Auxiliado por um especialista em comunicações, o observador dá as coordenadas por rádio para a artilharia, a 15 km dali, atrás da cadeia de montanhas, neutralizar o inimigo. Se o meio disponível fosse um bombardeio aéreo, o alvo poderia ser marcado à distância com laser. Neste caso, o observador avaliou que o alvo não justifica o alto custo da munição aérea. Segundos depois, ouve-se o disparo dos tiros e o silvo da granada antes de explodir precisamente sobre os alvos. Missão cumprida.

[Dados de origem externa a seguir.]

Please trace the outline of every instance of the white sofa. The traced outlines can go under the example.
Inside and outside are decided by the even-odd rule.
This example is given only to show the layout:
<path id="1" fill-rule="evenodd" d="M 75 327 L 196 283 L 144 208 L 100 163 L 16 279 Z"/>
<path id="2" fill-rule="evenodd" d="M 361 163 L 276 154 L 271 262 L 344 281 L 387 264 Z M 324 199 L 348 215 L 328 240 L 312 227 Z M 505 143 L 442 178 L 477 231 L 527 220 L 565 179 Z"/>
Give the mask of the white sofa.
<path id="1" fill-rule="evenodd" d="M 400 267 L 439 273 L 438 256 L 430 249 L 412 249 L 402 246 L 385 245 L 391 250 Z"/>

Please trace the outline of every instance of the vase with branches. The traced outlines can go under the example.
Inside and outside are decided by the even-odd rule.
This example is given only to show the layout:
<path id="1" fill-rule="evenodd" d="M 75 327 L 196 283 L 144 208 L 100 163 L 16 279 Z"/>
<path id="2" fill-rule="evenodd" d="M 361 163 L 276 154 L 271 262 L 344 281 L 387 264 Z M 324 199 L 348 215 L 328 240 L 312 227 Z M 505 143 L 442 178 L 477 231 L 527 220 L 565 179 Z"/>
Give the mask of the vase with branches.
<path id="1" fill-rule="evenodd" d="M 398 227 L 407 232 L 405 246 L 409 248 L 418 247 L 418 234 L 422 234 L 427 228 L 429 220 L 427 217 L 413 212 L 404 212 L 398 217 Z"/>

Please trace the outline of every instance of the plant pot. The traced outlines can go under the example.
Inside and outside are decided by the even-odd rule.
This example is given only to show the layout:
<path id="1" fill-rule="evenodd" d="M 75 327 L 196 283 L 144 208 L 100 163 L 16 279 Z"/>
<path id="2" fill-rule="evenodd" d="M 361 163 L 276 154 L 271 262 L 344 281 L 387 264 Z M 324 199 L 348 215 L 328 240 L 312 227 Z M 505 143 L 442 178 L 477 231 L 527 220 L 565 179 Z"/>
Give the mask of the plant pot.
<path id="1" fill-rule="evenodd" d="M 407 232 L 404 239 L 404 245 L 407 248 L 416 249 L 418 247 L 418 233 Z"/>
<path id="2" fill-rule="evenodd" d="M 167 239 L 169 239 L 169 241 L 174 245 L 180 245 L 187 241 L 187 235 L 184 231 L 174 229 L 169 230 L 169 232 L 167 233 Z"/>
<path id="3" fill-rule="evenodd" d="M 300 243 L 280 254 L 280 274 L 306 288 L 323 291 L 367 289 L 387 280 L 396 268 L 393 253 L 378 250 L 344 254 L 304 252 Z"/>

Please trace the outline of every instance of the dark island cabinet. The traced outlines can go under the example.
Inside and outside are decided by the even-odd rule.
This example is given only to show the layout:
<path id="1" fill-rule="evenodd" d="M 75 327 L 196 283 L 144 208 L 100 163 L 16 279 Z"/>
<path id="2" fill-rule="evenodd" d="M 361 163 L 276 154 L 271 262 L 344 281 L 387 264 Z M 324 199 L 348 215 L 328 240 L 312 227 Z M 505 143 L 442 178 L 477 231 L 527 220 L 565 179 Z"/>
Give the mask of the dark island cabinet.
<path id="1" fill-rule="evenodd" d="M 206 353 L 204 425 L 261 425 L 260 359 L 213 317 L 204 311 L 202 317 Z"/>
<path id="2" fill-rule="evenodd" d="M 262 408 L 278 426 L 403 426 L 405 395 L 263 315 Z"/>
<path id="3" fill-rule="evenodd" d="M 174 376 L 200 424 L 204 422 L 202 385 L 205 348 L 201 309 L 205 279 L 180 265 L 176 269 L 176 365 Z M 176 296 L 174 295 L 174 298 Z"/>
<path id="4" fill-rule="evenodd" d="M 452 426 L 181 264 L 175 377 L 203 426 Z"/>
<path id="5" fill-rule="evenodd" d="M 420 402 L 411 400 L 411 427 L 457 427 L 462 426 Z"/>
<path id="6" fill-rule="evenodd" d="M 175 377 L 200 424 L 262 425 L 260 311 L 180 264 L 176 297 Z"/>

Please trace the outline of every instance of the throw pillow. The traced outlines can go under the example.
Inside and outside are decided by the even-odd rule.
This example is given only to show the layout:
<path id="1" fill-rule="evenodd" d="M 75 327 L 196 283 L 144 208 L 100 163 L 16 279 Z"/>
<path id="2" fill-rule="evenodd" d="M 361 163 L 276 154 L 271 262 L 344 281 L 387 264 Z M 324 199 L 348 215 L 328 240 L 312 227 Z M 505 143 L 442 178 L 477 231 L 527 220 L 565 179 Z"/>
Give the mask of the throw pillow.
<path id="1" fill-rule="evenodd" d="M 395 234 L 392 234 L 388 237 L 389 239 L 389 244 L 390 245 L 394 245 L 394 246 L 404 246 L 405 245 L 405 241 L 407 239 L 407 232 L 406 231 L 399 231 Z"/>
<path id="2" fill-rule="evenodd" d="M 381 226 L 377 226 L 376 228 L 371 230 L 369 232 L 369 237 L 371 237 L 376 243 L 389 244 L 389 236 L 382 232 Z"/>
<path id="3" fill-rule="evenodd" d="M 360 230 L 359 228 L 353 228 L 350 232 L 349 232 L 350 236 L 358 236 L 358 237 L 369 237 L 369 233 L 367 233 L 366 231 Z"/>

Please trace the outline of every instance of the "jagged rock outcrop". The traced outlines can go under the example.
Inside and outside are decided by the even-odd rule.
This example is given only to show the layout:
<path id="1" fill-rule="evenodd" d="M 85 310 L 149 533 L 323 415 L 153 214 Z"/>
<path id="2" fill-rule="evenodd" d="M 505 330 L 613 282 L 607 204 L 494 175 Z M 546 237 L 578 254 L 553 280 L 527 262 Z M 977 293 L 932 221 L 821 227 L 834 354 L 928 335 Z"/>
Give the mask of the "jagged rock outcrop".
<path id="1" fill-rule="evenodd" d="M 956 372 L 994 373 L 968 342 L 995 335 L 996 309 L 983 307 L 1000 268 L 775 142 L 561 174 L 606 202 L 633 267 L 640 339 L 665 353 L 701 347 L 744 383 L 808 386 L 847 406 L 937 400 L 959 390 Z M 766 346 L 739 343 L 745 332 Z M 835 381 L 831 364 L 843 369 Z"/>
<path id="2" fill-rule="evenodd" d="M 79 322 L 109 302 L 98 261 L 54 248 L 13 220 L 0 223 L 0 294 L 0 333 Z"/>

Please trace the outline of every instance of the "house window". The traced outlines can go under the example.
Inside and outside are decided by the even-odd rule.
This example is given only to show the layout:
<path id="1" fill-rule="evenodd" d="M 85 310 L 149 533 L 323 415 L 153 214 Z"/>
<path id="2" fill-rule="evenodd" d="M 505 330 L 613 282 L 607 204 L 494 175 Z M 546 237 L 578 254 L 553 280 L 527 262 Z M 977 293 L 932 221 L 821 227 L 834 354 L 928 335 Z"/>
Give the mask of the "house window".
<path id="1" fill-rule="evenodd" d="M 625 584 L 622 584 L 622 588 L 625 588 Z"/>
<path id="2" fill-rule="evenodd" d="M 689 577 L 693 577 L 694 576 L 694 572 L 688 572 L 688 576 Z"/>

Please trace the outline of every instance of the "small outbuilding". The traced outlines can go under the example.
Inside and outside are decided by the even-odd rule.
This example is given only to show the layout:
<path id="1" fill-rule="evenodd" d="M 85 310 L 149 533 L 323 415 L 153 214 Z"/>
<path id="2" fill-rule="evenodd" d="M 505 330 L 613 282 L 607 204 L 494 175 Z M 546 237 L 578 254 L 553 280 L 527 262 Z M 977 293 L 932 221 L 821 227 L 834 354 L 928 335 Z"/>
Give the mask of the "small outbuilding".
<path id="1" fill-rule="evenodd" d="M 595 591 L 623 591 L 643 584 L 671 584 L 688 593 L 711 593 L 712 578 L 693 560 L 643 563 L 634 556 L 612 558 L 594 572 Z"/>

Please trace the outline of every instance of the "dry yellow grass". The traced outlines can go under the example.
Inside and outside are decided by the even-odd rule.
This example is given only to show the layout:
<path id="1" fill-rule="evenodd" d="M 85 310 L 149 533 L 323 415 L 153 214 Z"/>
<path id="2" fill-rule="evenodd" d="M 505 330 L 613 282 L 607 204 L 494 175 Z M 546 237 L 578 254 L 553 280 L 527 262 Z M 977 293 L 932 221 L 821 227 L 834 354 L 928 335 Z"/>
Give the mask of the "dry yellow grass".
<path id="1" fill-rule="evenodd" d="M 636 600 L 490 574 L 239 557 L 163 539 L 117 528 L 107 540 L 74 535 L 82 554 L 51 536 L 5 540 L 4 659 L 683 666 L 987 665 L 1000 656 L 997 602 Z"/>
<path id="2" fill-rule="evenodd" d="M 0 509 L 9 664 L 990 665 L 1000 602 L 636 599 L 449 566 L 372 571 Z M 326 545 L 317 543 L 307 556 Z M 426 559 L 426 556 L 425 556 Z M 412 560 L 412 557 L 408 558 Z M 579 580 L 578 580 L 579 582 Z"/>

A partir de 2014, os militares poderão praticar missões virtuais como esta antes de ir efetivamente a campo, na Academia Militar das Agulhas Negras, em Resende e no Centro de Instrução Blindada de Santa Maria (RS). O Exército terá o Safo (Simulador de Apoio de Fogo), um dos mais modernos do gênero no mundo. O software do equipamento, customizado para a artilharia nacional, está em fase final de desenvolvimento conjunto, com a empresa espanhola de defesa Tecnobit.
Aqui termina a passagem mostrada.